Las imágenes son falseables, y yo vivo mi vida de y en el siglo XXI dudando de todas. Aprendí a ver los intersticios entre cada uno de los veinticuatro cuadros que conforman los segundos; los cortes, los movimientos, los artificios de la imagen cinematográfica y plástica. Aprendí que para que no me den miedo las películas de terror, tenía que ponerme a pensar que la sangre era kétchup, las lastimaduras maquillaje.

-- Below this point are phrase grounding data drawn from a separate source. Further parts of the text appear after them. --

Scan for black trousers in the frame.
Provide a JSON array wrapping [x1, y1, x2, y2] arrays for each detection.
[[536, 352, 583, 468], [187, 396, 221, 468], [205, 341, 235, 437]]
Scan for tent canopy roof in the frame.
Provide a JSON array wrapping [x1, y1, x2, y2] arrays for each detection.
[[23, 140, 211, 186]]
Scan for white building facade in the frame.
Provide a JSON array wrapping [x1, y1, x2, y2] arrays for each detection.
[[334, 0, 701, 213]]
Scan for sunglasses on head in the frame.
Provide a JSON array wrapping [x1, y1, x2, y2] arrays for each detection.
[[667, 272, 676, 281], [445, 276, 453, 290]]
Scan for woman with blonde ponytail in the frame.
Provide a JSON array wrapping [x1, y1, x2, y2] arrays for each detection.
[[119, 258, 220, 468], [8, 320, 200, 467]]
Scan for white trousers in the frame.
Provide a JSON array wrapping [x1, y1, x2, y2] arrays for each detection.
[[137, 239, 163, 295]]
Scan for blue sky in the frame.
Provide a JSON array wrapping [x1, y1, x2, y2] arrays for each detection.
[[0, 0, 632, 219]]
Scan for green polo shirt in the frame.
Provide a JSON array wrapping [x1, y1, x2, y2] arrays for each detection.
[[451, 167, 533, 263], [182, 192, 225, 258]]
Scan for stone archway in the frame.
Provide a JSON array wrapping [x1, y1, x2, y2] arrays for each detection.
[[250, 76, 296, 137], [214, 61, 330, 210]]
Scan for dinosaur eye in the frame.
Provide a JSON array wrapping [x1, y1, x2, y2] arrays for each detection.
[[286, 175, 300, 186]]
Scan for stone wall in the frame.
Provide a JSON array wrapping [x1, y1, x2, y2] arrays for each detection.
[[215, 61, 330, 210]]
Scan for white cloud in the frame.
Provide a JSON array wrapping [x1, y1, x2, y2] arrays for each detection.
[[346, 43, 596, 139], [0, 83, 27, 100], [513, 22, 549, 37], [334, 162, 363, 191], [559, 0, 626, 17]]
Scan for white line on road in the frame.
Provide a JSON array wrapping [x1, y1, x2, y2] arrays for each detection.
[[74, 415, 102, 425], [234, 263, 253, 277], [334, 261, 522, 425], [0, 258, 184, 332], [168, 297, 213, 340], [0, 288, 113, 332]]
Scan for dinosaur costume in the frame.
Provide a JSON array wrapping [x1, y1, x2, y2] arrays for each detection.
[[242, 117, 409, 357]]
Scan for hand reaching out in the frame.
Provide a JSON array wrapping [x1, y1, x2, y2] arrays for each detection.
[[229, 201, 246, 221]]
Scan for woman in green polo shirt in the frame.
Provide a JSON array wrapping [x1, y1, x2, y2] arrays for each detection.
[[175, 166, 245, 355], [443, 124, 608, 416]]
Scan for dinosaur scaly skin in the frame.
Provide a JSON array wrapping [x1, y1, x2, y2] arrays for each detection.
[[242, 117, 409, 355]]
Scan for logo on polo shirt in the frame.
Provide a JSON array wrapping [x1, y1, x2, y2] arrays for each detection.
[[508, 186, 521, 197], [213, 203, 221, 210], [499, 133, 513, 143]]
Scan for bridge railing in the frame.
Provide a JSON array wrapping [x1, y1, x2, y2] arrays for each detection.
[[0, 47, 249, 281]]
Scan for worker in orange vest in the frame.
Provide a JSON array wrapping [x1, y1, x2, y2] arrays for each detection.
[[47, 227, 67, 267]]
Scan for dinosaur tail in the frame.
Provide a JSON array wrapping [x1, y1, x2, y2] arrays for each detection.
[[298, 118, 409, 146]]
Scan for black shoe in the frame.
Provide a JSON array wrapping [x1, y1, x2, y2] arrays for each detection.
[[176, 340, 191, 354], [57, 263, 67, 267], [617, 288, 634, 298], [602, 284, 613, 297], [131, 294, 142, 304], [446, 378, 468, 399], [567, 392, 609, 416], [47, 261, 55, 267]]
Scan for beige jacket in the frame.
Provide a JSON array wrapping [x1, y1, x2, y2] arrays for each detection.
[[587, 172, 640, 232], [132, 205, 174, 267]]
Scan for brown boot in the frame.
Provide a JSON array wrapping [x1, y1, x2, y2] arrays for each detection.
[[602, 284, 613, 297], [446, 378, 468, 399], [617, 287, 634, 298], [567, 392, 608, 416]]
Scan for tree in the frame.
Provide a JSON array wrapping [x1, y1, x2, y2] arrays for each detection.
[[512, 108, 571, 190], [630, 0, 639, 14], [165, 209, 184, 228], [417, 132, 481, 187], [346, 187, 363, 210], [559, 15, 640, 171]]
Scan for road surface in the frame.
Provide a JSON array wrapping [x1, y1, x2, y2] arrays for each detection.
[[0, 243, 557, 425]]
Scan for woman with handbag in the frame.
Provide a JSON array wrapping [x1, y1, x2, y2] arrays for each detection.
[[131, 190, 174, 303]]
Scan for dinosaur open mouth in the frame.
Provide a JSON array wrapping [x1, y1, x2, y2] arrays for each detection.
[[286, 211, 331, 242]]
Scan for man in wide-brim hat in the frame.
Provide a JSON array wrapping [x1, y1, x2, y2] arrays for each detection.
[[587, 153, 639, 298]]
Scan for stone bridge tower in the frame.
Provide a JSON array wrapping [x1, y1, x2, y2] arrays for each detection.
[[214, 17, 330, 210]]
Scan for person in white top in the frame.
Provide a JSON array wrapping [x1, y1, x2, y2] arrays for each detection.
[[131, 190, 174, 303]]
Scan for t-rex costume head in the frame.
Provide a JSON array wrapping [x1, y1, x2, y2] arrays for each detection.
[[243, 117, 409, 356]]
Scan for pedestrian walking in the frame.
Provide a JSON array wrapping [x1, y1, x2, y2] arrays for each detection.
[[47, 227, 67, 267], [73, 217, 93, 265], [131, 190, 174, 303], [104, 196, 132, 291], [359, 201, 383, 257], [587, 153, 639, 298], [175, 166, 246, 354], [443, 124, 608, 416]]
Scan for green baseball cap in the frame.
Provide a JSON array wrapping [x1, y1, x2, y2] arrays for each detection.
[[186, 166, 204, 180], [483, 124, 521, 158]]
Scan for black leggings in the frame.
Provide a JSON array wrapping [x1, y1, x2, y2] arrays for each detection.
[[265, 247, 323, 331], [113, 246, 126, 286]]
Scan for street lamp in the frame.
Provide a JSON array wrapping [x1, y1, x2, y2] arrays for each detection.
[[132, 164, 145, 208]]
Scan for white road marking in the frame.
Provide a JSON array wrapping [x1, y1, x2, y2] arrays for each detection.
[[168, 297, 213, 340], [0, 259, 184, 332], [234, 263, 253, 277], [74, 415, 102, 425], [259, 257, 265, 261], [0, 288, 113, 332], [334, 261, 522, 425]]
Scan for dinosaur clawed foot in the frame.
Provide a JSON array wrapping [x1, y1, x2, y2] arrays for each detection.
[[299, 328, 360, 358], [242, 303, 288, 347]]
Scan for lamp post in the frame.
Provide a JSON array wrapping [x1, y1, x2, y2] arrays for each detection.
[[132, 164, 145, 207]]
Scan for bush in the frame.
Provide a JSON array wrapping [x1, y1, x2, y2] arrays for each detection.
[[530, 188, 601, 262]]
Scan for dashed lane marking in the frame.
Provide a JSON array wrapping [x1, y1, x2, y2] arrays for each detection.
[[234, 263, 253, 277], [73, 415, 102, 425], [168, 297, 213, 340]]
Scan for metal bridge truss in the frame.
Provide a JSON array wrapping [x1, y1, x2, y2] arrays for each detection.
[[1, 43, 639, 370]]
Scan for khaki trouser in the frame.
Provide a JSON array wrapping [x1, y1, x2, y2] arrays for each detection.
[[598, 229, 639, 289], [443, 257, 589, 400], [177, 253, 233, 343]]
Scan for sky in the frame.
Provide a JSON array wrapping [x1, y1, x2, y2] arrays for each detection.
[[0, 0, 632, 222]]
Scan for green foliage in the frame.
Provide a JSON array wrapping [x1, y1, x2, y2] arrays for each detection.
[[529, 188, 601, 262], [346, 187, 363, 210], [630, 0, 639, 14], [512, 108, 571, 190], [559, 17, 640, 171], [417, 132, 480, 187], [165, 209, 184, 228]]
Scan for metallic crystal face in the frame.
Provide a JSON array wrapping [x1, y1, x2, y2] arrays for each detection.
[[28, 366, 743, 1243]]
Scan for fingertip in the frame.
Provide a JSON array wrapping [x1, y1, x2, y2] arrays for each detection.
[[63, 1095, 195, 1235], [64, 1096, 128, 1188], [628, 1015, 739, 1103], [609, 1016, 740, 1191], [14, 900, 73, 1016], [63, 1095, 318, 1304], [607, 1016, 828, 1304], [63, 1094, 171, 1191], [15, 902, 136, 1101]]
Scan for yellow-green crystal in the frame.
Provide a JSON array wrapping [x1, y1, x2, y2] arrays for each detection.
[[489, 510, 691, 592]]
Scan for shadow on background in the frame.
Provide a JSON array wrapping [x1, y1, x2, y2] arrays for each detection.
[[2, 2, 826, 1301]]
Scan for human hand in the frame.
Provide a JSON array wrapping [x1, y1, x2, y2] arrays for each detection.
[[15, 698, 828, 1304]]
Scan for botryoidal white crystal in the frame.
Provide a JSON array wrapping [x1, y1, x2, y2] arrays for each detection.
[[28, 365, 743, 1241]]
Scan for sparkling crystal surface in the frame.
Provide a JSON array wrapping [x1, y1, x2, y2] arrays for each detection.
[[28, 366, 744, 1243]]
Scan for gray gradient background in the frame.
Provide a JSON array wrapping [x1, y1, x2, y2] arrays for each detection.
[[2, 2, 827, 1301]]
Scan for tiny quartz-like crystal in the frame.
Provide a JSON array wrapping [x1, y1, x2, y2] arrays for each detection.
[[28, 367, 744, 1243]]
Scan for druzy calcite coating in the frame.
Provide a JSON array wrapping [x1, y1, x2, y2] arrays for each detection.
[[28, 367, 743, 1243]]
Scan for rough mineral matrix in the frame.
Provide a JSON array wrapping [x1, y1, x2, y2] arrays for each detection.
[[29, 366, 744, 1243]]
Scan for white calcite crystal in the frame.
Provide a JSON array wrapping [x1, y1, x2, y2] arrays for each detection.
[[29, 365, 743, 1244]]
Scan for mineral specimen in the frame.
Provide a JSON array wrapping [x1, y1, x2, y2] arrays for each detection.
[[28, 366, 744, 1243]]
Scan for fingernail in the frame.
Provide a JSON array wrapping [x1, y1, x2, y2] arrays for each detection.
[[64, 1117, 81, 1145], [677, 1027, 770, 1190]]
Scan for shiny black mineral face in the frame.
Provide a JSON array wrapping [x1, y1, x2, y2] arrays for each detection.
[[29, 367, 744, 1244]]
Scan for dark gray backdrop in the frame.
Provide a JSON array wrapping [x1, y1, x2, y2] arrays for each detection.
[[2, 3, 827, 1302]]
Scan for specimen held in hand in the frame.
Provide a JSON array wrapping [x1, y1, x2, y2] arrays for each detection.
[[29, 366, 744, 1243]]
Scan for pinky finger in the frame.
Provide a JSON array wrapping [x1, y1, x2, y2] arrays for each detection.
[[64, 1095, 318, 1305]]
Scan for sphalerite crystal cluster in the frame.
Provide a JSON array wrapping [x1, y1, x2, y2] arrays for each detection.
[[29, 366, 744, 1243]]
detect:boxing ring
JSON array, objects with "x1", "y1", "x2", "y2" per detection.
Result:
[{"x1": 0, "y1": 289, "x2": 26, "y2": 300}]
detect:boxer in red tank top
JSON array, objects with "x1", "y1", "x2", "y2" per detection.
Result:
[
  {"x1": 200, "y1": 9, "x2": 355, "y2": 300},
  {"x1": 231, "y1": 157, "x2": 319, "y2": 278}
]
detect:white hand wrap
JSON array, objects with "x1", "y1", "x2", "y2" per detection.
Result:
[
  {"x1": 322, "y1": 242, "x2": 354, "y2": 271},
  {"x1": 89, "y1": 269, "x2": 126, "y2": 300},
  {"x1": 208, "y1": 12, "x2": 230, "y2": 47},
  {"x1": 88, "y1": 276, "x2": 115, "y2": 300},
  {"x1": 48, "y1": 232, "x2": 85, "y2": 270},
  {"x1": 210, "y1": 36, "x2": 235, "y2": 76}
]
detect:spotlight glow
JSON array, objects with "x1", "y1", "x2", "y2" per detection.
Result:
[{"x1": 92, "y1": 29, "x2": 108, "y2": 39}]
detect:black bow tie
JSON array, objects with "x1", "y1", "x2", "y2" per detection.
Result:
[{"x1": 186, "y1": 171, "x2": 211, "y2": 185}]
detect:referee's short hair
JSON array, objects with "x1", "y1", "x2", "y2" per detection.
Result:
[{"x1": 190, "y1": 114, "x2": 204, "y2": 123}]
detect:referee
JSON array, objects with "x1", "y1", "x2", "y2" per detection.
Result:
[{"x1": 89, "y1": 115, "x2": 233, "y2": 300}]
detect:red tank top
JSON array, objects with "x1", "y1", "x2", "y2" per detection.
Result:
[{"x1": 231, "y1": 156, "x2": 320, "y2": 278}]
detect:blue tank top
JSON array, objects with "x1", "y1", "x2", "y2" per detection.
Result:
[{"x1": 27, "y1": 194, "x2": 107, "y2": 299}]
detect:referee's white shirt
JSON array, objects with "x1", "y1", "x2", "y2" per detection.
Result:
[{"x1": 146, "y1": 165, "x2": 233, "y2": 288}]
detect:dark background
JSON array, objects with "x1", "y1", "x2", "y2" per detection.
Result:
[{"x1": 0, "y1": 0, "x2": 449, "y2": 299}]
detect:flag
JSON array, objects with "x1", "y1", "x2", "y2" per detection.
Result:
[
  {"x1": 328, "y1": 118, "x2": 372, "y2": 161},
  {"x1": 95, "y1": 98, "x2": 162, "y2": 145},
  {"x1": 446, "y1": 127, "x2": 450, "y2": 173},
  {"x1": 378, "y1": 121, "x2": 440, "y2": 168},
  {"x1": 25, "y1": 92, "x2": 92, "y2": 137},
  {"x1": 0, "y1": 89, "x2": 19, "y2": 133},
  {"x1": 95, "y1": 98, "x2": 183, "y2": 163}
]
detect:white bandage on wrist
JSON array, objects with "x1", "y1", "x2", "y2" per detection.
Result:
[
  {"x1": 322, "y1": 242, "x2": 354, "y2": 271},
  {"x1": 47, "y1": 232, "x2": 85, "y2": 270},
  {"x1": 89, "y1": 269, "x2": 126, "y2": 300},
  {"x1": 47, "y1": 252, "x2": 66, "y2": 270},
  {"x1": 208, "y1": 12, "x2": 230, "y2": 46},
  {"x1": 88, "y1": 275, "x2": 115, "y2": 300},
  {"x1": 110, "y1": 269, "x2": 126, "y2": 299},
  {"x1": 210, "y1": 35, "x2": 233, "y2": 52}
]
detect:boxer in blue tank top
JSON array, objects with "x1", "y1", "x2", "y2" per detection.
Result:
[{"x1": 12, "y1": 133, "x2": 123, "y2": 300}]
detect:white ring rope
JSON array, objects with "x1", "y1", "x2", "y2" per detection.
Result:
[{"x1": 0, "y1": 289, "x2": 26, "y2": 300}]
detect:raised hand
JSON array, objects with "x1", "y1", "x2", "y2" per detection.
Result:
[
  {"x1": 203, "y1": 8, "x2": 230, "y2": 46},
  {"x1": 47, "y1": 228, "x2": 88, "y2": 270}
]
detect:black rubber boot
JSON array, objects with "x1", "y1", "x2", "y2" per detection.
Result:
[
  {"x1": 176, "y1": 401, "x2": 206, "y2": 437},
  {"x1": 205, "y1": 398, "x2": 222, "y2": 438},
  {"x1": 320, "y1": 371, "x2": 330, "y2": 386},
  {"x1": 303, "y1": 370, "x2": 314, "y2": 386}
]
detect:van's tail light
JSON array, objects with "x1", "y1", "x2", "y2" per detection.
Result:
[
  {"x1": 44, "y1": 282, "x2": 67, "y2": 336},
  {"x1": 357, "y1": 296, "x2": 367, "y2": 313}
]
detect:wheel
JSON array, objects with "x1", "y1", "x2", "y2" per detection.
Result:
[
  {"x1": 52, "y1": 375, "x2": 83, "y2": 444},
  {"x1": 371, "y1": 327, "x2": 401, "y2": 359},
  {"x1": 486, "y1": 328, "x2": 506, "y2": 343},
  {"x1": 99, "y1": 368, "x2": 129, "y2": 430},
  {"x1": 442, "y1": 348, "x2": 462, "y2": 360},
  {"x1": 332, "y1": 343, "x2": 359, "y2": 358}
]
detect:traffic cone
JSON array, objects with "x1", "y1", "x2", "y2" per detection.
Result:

Pero en “Noche y Niebla” la sangre no es kétchup, los cuerpos mutilados así estaban verdaderamente. Ese es el difícil ejercicio que plantea para mí el visionado de esta película, hacer lo opuesto a lo que estoy acostumbrada a hacer. Tengo que ver la continuidad, tengo que dejar de buscar el artificio y recordarme que esto sucedió (aunque lo sé con cada fibra de mi cuerpo), que esos cuerpos anónimos tenían un nombre, una vida y que esa catástrofe fue su fin. Pero es de tal magnitud el espanto que es inconmensurable. No puedo procesar las imágenes que veo. Mi cuerpo me protege, no me lo permite. Quiero poder verles la cara a las víctimas y sentir su dolor. La imagen me aleja de lo que todos los días siento.
En muchos museos de la Shoa hay zapatos de las víctimas. No me atreví a ir a ninguno todavía, pero pienso en esos zapatos y lloro. La falta de imagen funciona tanto mejor para la memoria sentimental que la imagen explícita. La metáfora –herramienta fundante del cine, la poesía y el arte toda – es el medio más útil para transmitir la ausencia de aquellos que nos faltan.